Single by Jelly Roll

from the album Ballads of the Broken
- Released: March 31, 2022
- Genre: Country rock
- Length: 3:50
- Label: BBR
- Songwriters: Jason DeFord; Ernest Keith Smith; David Ray Stevens;
- Producers: Ernest Keith Smith; Ilya Toshinsky;

Jelly Roll singles chronology
| "Dead Man Walking" (2021) | "Son of a Sinner" (2022) | "Need a Favor" (2022) |

= Son of a Sinner =

"Son of a Sinner" is a song by American musician Jelly Roll. It is the second single from his eighth studio album Ballads of the Broken. The song is also Jelly Roll's first single release to the country music format.

==Content==
Jason DeFord, known professionally as Jelly Roll, wrote the song with David Ray Stevens and Ernest Keith Smith. Jelly Roll and Stevens were writing songs together at the Sound Emporium in Nashville, Tennessee when Ernest stopped to visit the two. According to Ernest, he let Jelly Roll play one of his guitars, which was set to drop D tuning, at which point Jelly Roll came up with the song's chorus. Ernest then encouraged Jelly Roll to write the verses by himself, as he thought doing so would allow the song to be more autobiographical.

The song is about Jelly Roll's personal life as a traveling musician, as well as his personal struggles with "right and wrong" and drug addiction. Jelly Roll told Billboard that he was intoxicated while recording the vocal track.

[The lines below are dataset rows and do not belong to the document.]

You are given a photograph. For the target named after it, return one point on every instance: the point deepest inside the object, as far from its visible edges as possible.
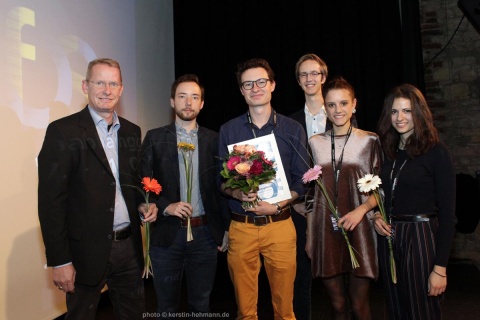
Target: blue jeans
(197, 258)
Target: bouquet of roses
(372, 183)
(246, 168)
(314, 174)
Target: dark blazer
(76, 194)
(160, 160)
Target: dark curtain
(359, 40)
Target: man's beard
(191, 115)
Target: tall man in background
(311, 73)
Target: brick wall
(452, 81)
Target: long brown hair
(424, 136)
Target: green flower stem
(381, 207)
(148, 262)
(187, 160)
(333, 209)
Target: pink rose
(243, 168)
(256, 167)
(240, 149)
(232, 162)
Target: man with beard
(206, 214)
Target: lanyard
(251, 123)
(336, 170)
(393, 184)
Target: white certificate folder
(277, 189)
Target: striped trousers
(414, 251)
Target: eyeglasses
(261, 83)
(103, 84)
(312, 74)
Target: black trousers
(302, 297)
(125, 287)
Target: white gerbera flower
(369, 183)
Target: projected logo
(40, 65)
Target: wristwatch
(279, 208)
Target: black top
(426, 184)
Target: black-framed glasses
(103, 84)
(261, 83)
(312, 74)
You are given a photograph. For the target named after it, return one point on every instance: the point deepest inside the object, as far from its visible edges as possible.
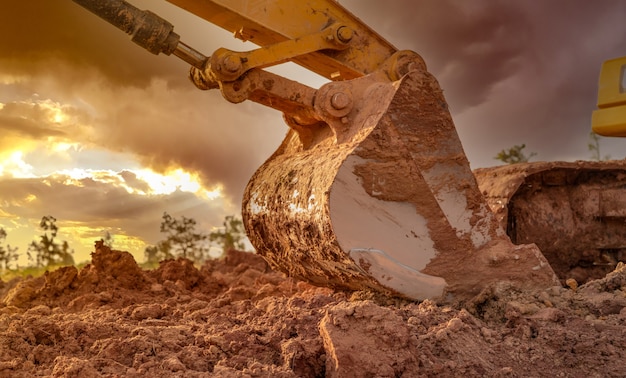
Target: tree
(514, 155)
(7, 254)
(231, 236)
(182, 240)
(47, 251)
(594, 148)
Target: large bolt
(344, 34)
(231, 63)
(340, 101)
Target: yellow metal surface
(266, 22)
(610, 118)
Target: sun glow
(15, 166)
(149, 182)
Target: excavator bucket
(371, 188)
(384, 199)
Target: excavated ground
(236, 318)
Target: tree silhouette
(7, 254)
(514, 155)
(47, 251)
(182, 240)
(231, 236)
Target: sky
(105, 136)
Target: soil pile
(236, 318)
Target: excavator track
(575, 212)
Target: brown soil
(236, 318)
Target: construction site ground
(234, 317)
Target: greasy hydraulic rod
(146, 29)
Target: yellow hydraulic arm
(270, 22)
(610, 118)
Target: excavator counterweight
(371, 188)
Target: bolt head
(344, 34)
(231, 63)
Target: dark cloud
(513, 72)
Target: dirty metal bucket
(382, 198)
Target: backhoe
(370, 188)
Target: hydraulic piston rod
(146, 29)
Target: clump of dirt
(234, 317)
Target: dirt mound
(237, 318)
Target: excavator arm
(371, 188)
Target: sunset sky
(105, 136)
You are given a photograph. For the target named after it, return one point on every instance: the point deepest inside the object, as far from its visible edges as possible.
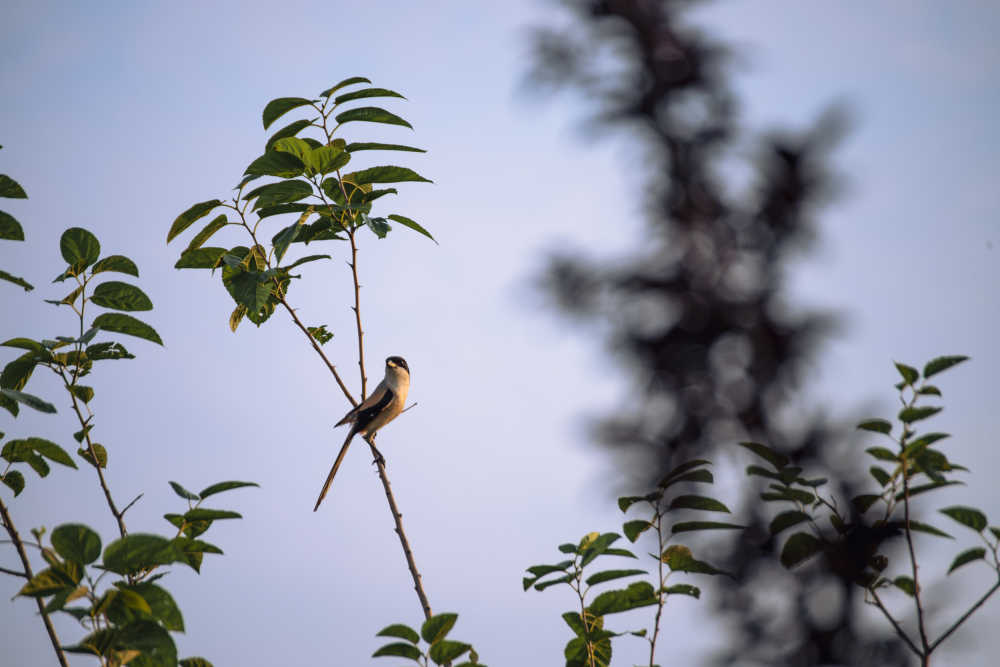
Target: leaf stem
(16, 539)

The final recording uses a guitar track created and produced by Ernest, with additional production from session musician Ilya Toshinsky. Tom Roland of Billboard described the song as "mainstream country rock" featuring power chords, slide guitar, and a bass guitar line with "a flurry of notes uncommon in the country genre".

==Chart performance==
In the United States, "Son of a Sinner" charted for over 20 weeks on the Hot Rock & Alternative Songs chart. It also debuted on the Country Airplay chart dated March 12, 2022, predating its official release to country radio stations on March 31.

==Charts==

===Weekly charts===

Weekly chart performance for "Son of a Sinner"
| Chart (2022–2023) | Peak position |
|---|---|
| Canada Hot 100 (Billboard) | 61 |
| Canada Country (Billboard) | 7 |
| US Billboard Hot 100 | 31 |
| US Country Airplay (Billboard) | 1 |
| US Hot Country Songs (Billboard) | 8 |
| US Hot Rock & Alternative Songs (Billboard) | 4 |

===Year-end charts===

2022 year-end chart performance for "Son of a Sinner"
| Chart (2022) | Position |
|---|---|
| US Country Airplay (Billboard) | 44 |
| US Digital Song Sales (Billboard) | 35 |
| US Hot Country Songs (Billboard) | 18 |
| US Hot Rock & Alternative Songs (Billboard) | 10 |

2023 year-end chart performance for "Son of a Sinner"
| Chart (2023) | Position |
|---|---|
| US Country Airplay (Billboard) | 45 |
| US Hot Country Songs (Billboard) | 52 |
| US Hot Rock & Alternative Songs (Billboard) | 15 |

==Certifications==

| Region | Certification | Certified units/sales |
| New Zealand (RMNZ) | Gold | 15,000^{‡} |
| United States (RIAA) | 2× Platinum | 2,000,000^{‡} |
^{‡} Sales+streaming figures based on certification alone.